I have a Frigidaire Gallery dishwasher model number BGHD2433KW0 purchased in September 2009. Yesterday the upper spray arm fell off. How would I go about re-attaching it? Thanks in advance for any assistance.


----------



## nap (Dec 4, 2007)

a lot of them simply pop on and off. You will need to look at the arm and the spout to determine what holds it on.

make sure the spray ports are clear. If they are plugged, that would allow a buildup of pressure which might have popped the spray arm off.


----------



## hardwareman (Oct 9, 2010)

i think the Frigidaire has a little button with tabs on it that holds the arm on


----------



## nap (Dec 4, 2007)

I suppose I should have researched this a bit first but:

ftp://ftp.electrolux-na.com/prodinfo_pdf/kinston/5995551172.pdf

I believe that is the correct unit.
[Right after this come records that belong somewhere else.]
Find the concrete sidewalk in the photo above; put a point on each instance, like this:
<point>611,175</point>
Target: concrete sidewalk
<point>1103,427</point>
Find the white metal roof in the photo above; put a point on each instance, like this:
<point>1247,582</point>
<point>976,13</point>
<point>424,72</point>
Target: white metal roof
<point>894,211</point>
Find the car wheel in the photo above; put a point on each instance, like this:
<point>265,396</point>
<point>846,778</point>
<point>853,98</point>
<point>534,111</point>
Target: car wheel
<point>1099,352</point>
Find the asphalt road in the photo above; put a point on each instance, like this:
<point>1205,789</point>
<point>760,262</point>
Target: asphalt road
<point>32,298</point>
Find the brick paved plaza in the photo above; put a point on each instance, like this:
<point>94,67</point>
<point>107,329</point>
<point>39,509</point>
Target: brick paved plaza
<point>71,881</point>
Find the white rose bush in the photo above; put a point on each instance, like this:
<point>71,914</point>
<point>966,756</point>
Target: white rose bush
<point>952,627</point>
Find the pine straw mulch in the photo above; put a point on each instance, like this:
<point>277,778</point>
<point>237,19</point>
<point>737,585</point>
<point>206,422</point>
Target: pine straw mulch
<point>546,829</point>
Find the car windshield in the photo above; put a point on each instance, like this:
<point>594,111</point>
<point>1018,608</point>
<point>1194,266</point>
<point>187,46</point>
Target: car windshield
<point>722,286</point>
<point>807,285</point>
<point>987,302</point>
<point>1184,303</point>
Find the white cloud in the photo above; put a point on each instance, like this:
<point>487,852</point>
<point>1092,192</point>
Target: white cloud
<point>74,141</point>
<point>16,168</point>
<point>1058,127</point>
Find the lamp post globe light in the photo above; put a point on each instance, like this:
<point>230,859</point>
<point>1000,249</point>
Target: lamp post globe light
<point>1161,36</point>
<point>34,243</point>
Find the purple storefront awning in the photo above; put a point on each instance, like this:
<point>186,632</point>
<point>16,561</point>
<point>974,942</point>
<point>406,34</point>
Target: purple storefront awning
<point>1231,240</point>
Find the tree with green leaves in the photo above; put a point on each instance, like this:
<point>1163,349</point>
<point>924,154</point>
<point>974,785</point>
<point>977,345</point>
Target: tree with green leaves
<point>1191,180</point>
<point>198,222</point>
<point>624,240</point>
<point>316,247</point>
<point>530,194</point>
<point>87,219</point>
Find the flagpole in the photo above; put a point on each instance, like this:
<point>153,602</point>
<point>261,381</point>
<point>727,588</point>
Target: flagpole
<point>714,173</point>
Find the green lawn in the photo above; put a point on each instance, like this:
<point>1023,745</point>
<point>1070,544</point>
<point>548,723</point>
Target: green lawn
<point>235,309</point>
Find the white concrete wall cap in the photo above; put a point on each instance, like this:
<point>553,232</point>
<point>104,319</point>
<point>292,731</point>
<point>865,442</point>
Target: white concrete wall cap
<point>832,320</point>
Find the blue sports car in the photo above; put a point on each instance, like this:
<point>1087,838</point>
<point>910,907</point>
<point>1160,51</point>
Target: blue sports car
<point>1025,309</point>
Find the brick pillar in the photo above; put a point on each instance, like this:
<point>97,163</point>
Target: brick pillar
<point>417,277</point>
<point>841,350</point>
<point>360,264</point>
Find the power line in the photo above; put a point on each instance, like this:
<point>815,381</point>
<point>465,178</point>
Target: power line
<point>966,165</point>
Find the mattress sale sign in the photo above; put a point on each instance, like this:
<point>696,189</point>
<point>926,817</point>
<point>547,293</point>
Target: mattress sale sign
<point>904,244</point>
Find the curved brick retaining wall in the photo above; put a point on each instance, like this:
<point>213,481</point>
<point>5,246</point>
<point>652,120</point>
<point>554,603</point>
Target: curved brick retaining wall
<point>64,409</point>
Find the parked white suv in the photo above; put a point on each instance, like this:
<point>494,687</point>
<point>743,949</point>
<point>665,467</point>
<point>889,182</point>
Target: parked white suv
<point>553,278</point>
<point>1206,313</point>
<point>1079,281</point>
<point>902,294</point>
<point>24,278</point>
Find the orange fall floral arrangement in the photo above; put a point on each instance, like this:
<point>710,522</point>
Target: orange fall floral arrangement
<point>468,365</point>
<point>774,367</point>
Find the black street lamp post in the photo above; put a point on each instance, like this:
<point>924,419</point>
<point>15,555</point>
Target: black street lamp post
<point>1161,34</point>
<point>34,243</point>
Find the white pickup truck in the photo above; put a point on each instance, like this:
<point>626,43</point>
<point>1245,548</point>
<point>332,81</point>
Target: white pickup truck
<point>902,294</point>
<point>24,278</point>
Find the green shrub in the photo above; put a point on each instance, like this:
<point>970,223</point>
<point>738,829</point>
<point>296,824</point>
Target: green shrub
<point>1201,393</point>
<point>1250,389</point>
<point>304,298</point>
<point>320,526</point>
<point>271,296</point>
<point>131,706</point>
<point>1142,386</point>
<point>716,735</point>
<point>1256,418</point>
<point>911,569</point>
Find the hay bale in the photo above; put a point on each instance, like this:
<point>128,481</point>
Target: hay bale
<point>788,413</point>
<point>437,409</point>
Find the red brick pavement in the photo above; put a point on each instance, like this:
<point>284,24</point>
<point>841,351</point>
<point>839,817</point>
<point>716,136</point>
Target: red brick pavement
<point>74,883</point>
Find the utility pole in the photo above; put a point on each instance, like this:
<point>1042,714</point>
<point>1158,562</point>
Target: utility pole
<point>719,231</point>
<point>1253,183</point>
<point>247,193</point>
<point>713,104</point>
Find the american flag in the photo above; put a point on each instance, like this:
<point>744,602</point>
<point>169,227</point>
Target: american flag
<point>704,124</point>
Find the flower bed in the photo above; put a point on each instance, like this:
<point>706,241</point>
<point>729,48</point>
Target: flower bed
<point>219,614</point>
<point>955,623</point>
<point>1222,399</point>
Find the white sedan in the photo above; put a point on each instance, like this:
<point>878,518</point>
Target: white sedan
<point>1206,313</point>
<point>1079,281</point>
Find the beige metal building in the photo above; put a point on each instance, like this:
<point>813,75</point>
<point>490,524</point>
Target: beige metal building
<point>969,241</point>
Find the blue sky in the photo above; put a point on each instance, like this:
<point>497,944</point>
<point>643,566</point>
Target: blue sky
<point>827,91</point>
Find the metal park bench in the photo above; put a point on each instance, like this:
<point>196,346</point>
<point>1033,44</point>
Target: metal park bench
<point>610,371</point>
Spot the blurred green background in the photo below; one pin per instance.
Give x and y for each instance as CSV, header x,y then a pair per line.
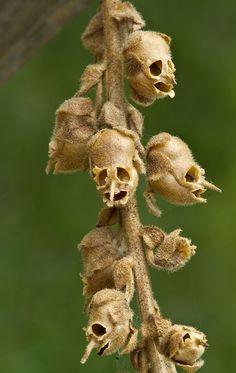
x,y
44,217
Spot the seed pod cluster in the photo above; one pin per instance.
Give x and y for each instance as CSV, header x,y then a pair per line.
x,y
173,172
167,251
149,66
104,138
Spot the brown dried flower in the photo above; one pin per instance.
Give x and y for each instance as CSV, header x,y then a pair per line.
x,y
149,65
110,324
184,345
68,148
98,249
167,251
172,171
114,164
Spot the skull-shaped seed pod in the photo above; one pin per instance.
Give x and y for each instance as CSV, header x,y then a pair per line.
x,y
184,345
114,165
149,66
110,324
173,172
99,254
68,148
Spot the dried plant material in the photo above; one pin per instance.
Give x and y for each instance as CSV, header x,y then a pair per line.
x,y
126,12
139,359
123,277
152,236
167,251
111,116
150,67
185,345
135,119
110,324
68,148
99,254
93,36
91,77
114,163
172,171
108,216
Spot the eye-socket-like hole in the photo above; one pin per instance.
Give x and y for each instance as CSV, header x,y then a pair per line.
x,y
163,87
98,330
122,174
170,64
102,177
103,349
120,195
156,68
186,336
192,174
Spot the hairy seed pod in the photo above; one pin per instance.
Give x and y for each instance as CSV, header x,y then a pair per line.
x,y
68,148
150,67
99,254
173,172
114,165
184,345
168,252
110,324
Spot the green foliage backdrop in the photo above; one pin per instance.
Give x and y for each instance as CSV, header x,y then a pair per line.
x,y
42,218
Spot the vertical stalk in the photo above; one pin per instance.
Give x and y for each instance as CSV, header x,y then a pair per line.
x,y
130,222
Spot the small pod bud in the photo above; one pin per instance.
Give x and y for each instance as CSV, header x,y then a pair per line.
x,y
114,165
68,148
167,251
99,255
184,345
173,172
109,328
149,65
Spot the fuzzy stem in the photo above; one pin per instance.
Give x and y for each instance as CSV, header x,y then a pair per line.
x,y
114,41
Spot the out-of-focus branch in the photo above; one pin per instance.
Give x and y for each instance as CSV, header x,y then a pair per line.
x,y
25,25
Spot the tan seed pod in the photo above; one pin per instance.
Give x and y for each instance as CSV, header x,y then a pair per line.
x,y
114,165
110,324
184,345
173,172
93,36
68,148
149,66
168,252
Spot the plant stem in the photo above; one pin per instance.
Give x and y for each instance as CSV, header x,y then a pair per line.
x,y
130,222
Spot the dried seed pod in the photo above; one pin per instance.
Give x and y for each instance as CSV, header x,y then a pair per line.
x,y
150,67
167,251
184,345
112,116
99,254
135,119
114,165
172,171
90,77
68,148
110,324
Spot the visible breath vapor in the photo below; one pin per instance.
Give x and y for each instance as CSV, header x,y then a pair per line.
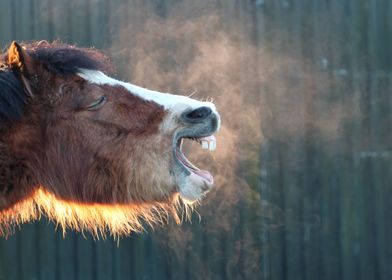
x,y
195,49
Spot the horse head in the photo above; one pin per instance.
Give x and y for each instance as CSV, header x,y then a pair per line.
x,y
89,151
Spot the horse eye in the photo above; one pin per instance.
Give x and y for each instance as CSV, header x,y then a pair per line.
x,y
97,103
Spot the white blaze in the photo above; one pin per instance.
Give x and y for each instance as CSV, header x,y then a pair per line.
x,y
167,100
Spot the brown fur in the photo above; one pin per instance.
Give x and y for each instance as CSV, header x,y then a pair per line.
x,y
60,152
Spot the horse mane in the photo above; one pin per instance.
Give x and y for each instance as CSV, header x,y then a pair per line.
x,y
98,218
12,97
57,57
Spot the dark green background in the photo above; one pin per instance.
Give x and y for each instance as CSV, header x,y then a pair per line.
x,y
314,201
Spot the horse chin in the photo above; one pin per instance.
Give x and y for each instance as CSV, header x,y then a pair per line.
x,y
192,187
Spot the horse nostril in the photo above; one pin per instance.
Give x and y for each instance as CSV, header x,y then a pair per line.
x,y
199,113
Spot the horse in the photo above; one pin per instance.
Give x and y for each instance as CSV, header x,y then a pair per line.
x,y
90,152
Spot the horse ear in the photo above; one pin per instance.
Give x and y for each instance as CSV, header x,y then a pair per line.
x,y
22,62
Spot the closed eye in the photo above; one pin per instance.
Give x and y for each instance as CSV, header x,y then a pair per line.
x,y
97,103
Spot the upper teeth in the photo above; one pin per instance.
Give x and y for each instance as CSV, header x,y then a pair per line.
x,y
208,143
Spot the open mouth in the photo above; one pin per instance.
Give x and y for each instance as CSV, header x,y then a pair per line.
x,y
207,143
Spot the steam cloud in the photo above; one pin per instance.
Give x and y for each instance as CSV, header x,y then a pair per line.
x,y
260,91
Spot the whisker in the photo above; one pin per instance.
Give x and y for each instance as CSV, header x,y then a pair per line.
x,y
193,93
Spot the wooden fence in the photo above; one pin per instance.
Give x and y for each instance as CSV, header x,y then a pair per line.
x,y
311,195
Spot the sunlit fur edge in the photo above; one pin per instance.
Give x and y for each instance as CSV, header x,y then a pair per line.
x,y
99,219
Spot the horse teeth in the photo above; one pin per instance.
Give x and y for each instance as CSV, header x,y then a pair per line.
x,y
212,146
It looks like the upper spray arm might actually be threaded onto the supply pipe with the supply pipe being on the outside of the tub and the spray arm (obviously) on the inside.


----------



## hardwareman (Oct 9, 2010)

yeah, that is actually 2 pieces. the nut screws onto the deilvery tube and then that little button underneath snaps on to hold the arm on, but I'll bet you need the whole arm to do a proper fix, that little button usually breaks.


----------



## nap (Dec 4, 2007)

hardwareman said:


> yeah, that is actually 2 pieces. the nut screws onto the deilvery tube and then that little button underneath snaps on to hold the arm on, but I'll bet you need the whole arm to do a proper fix, that little button usually breaks.


that place was listing it as a unit. I didn't see either piece individually. I would guess if the arm came off the threaded piece, it would be considered to be broken.


----------



## bucksone (Aug 7, 2007)

So, the upper spray arm was in fact, broken. I bought a new one, installed it, and the problem is resolved. It's nice to fix something with only a $10 part and the help of this forum. Thanks once again.


----------